Wann das Gesetz in den Bundestag eingereicht wird,
ist noch unklar. Derzeit wird es noch im Justizministerium überarbeitet. Seit einem halben Jahr ist nichts mehr bezüglich des Gesetzes bekannt gegeben worden. Die SPD-Bundestagsabgeordnete Susann Rüthrich zeigt sich auf persönliche Anfrage aber optimistisch: „Ich gehe davon aus, dass das endgültige Gesetz noch in dieser Legislaturperiode erlassen wird.

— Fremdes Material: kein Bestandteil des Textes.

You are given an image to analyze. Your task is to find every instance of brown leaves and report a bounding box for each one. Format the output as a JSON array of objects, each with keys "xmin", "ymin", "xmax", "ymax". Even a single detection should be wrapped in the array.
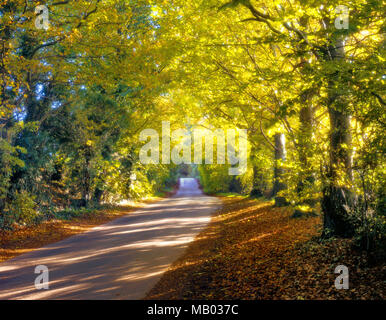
[{"xmin": 146, "ymin": 198, "xmax": 386, "ymax": 299}]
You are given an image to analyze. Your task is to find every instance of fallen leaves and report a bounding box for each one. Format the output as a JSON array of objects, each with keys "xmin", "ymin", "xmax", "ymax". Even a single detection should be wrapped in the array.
[{"xmin": 146, "ymin": 197, "xmax": 386, "ymax": 300}]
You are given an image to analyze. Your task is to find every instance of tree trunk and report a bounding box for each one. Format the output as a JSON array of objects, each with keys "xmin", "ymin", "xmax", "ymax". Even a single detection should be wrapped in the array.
[
  {"xmin": 272, "ymin": 133, "xmax": 287, "ymax": 207},
  {"xmin": 322, "ymin": 39, "xmax": 354, "ymax": 237},
  {"xmin": 296, "ymin": 90, "xmax": 316, "ymax": 207}
]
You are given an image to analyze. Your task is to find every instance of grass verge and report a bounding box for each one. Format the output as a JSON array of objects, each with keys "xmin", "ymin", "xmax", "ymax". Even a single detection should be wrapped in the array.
[{"xmin": 0, "ymin": 198, "xmax": 163, "ymax": 262}]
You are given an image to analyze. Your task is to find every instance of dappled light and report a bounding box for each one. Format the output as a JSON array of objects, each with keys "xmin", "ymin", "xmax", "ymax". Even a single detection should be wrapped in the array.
[{"xmin": 0, "ymin": 179, "xmax": 220, "ymax": 299}]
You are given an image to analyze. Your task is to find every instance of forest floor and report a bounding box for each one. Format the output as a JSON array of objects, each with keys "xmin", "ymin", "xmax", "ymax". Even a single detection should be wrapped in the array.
[
  {"xmin": 145, "ymin": 196, "xmax": 386, "ymax": 300},
  {"xmin": 0, "ymin": 192, "xmax": 168, "ymax": 262}
]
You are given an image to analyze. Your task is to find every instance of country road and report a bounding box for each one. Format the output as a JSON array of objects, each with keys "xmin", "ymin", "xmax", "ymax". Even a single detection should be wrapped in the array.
[{"xmin": 0, "ymin": 178, "xmax": 221, "ymax": 300}]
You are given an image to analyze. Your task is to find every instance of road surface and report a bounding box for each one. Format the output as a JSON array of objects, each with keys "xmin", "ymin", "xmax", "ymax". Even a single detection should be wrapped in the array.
[{"xmin": 0, "ymin": 178, "xmax": 220, "ymax": 300}]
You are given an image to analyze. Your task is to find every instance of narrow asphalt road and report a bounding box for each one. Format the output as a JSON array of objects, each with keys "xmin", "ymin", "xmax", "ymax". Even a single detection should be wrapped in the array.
[{"xmin": 0, "ymin": 178, "xmax": 221, "ymax": 300}]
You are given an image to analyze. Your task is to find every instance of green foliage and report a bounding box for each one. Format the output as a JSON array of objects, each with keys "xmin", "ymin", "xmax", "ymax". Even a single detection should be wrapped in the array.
[{"xmin": 0, "ymin": 191, "xmax": 39, "ymax": 230}]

So steht es schließlich im Koalitionsvertrag“.
Ebenso wie die Einführung des dritten Geschlechts, ist der Gesetzesvorschlag ein großer Fortschritt für die gesellschaftliche Akzeptanz Intersexueller Menschen* in Deutschland. Es ist definitiv ein wichtiges Signal der Politik an die Intersexuelle Community und spiegelt die gesellschaftliche Rückendeckung wider. Das Gesetz lässt das Motto „Come as you are“, wenigstens juristisch, für Intersexuelle Kinder wahr werden. Eltern werden in Zukunft auf die Frage “Na, was ist es denn geworden?” antworten: “Ein Geschenk der Natur.”